Kellen perguntou se Eric tinha algum local em que gostaria de ir jantar, e quando ele disse que não, os dois acabaram voltando ao bufê do cassino, pois Kellen disse que estava a fim de “devorar alguma coisa”. No momento em que entraram, Eric sentiu seu estômago revirar e a dor de cabeça embaçando sua vista, castigada pelas luzes que os rodeavam. Tudo que ele precisava fazer era comer alguma coisa. Com certeza, era só isso.

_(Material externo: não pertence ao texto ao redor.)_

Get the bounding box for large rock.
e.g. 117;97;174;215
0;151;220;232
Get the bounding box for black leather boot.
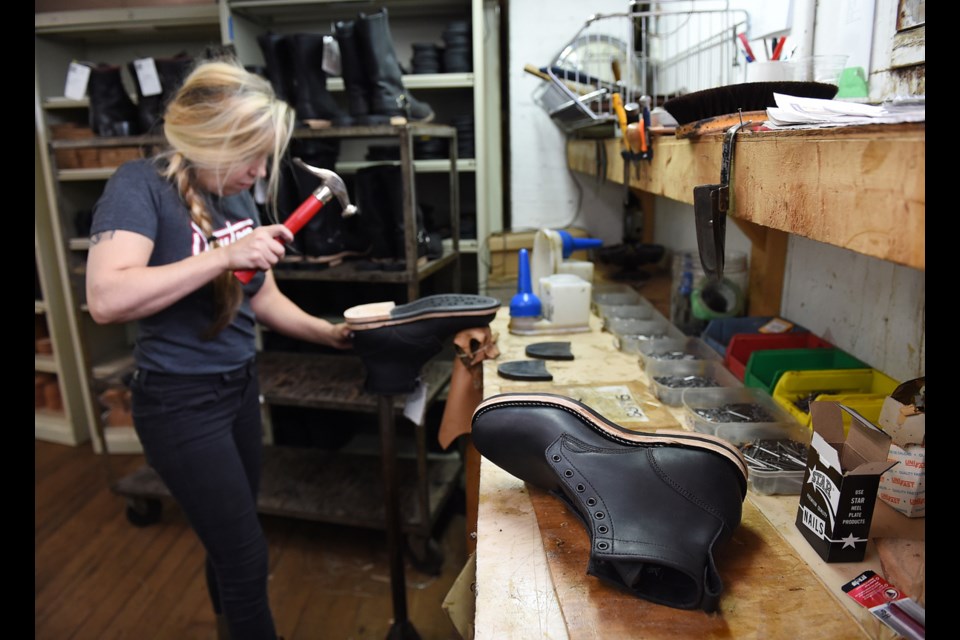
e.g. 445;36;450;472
127;53;193;134
354;165;403;262
288;33;353;127
257;33;296;106
343;293;500;395
356;8;434;122
334;20;390;126
87;64;141;136
472;393;747;611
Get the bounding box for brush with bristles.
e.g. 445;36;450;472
663;80;837;133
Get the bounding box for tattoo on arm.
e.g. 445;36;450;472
90;229;117;244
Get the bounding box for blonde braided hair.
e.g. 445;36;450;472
158;59;295;339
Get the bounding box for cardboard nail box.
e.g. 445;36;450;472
796;401;896;562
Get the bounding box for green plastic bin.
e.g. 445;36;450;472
743;348;870;396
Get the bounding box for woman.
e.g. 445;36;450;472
86;60;352;640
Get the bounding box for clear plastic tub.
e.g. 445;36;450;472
595;300;656;329
682;387;810;446
647;360;743;407
607;313;686;353
590;285;649;315
683;387;812;495
640;336;722;375
747;467;803;496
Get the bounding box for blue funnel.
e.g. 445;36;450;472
557;229;603;260
510;249;542;318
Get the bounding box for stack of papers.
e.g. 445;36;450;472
766;93;926;129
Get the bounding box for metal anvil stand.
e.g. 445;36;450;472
377;395;420;640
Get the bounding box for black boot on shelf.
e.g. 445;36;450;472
334;20;390;126
87;64;141;136
343;293;500;395
127;53;193;134
354;165;402;270
471;392;747;612
257;33;296;106
356;8;434;123
287;33;353;128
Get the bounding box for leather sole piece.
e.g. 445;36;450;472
343;293;500;331
474;393;748;487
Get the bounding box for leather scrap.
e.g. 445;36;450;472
437;326;500;450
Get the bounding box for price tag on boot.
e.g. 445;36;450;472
320;36;343;78
63;62;90;100
403;380;427;427
133;58;163;97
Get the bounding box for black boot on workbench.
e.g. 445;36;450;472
343;293;500;395
471;393;747;611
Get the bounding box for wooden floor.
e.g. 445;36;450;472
34;441;466;640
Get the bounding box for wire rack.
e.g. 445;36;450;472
533;0;750;133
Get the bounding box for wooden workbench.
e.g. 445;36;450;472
474;307;923;640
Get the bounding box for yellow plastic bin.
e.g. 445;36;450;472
773;368;899;433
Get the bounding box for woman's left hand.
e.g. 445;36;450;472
324;322;353;349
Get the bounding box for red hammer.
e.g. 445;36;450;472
233;158;357;284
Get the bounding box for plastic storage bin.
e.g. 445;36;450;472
723;331;833;380
743;347;870;395
648;360;743;407
700;316;807;356
773;367;899;432
639;336;722;375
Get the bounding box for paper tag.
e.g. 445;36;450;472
758;318;793;333
841;570;927;640
403;380;427;427
320;36;343;77
133;58;163;97
63;62;90;100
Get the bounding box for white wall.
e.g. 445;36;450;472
503;0;926;380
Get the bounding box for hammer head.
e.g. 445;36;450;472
293;158;357;217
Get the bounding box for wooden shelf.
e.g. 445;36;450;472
567;123;926;270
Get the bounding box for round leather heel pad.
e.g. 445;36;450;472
497;360;553;381
524;342;573;360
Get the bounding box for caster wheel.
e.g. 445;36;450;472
407;536;443;576
127;498;163;527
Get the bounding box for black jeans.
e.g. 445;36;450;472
130;361;277;640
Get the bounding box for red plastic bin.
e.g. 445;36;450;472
723;331;833;382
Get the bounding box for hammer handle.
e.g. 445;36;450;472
233;189;324;284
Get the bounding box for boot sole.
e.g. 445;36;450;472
343;293;500;331
474;393;747;483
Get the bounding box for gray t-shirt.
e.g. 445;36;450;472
90;160;264;374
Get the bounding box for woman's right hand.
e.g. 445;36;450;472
224;224;293;271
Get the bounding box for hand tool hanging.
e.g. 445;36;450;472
693;119;752;280
233;158;357;284
611;93;653;241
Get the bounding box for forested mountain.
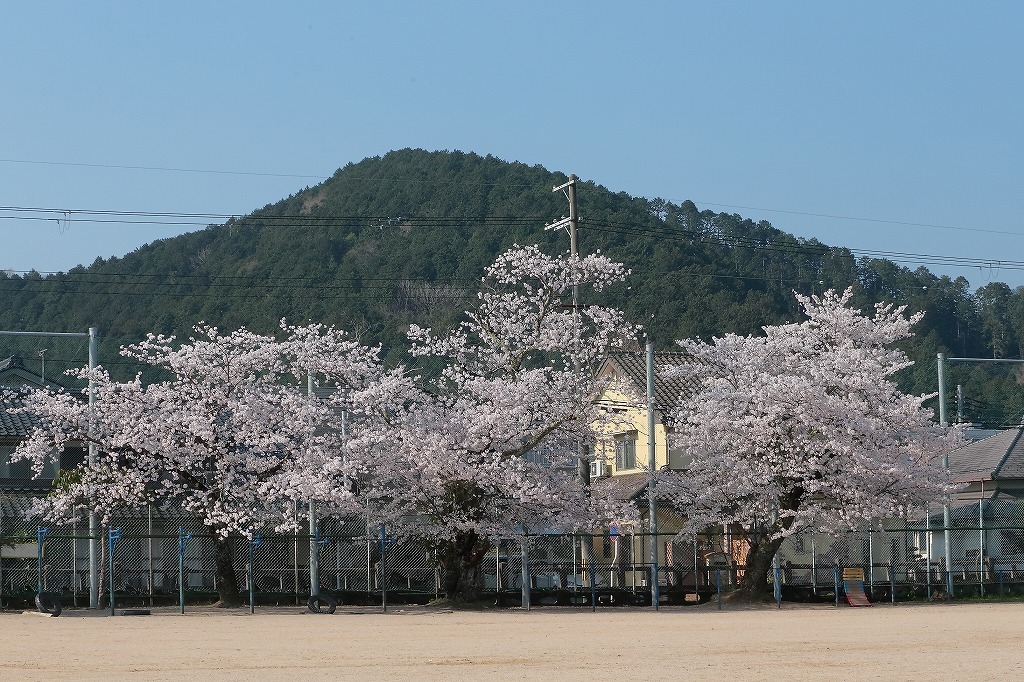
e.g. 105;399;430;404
0;150;1024;423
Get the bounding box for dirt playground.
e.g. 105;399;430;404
0;603;1024;682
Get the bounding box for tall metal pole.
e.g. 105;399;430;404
306;374;319;597
544;174;590;487
89;327;99;608
647;341;660;610
938;353;953;599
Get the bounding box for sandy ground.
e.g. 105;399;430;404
0;603;1024;682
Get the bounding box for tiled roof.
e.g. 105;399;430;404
608;351;699;413
592;471;648;502
949;426;1024;481
0;355;25;372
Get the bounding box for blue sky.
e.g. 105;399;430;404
0;0;1024;287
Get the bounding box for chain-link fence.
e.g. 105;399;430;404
8;492;1024;607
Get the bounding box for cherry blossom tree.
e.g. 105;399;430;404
658;290;961;599
14;323;404;605
350;247;635;600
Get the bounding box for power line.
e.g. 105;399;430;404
0;201;1024;270
0;159;331;180
694;202;1024;237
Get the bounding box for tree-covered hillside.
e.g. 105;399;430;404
0;150;1024;421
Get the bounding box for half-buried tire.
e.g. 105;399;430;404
308;594;338;613
36;592;60;617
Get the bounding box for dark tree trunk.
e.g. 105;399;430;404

Quando chegaram ao salão, grande e bem iluminado, o cheiro de comida era forte, e Eric teve que prender a respiração por alguns instantes, para impedir um acesso de náusea que o odor trouxe. Seguiram a recepcionista até uma das mesas no meio do cômodo, e ele desejou que ela os tivesse colocado em outro lugar, talvez num canto ou, ao menos, encostados numa das paredes. Ao perguntar o que desejavam beber, Eric respondeu quase gritando:
— Basta água, obrigado. — Pois queria que ela fosse logo embora, como queria também que todos no salão sumissem até ele ter a chance de se recompor. Mas Kellen já se encaminhava para se servir, e ele o seguiu.
O prato em suas mãos parecia pesado, e ele começou a se servir sem pensar realmente no que escolhia. Acabou ficando cheio de frutas e legumes nas mãos e, quando percebeu, estava parado diante da seção de carnes, encarando um homem corpulento vestindo um avental branco e manuseando uma faca enorme, com a qual fatiava um assado. A faca entrava na carne, e o homem, apoiado nela, usava todo seu peso para cortá-la. Com isso, sangue jorrava do corte, formando uma pequena poça rosada na tábua de cortar, deixando os joelhos de Eric fracos e um zumbido nos ouvidos.
Ele se virou depressa, muito depressa, quase deixando cair o que havia no prato, e caminhou até a mesa, que parecia estar a quilômetros de distância. Sua respiração estava ofegante, o zumbido aumentara de intensidade e seu estômago ameaçava revirar-se. Chegou à mesa pensando que só precisava se sentar, precisava tirar os pés do chão.
Durante alguns segundos, pensou que pudesse se recuperar. Apoiou os braços na mesa e se concentrou em diminuir o ritmo da respiração. Estava começando a se sentir melhor quando Kellen voltou e se sentou na cadeira ao lado dele, com um prato de comida fumegante nas mãos. O zumbido retornou e seu estômago começou a dar voltas.
Kellen estava em outra sintonia, conversando sem parar enquanto remexia a comida com o garfo e a faca. Eric não conseguia nem falar. A única coisa que sabia é que tinha de sair dali imediatamente.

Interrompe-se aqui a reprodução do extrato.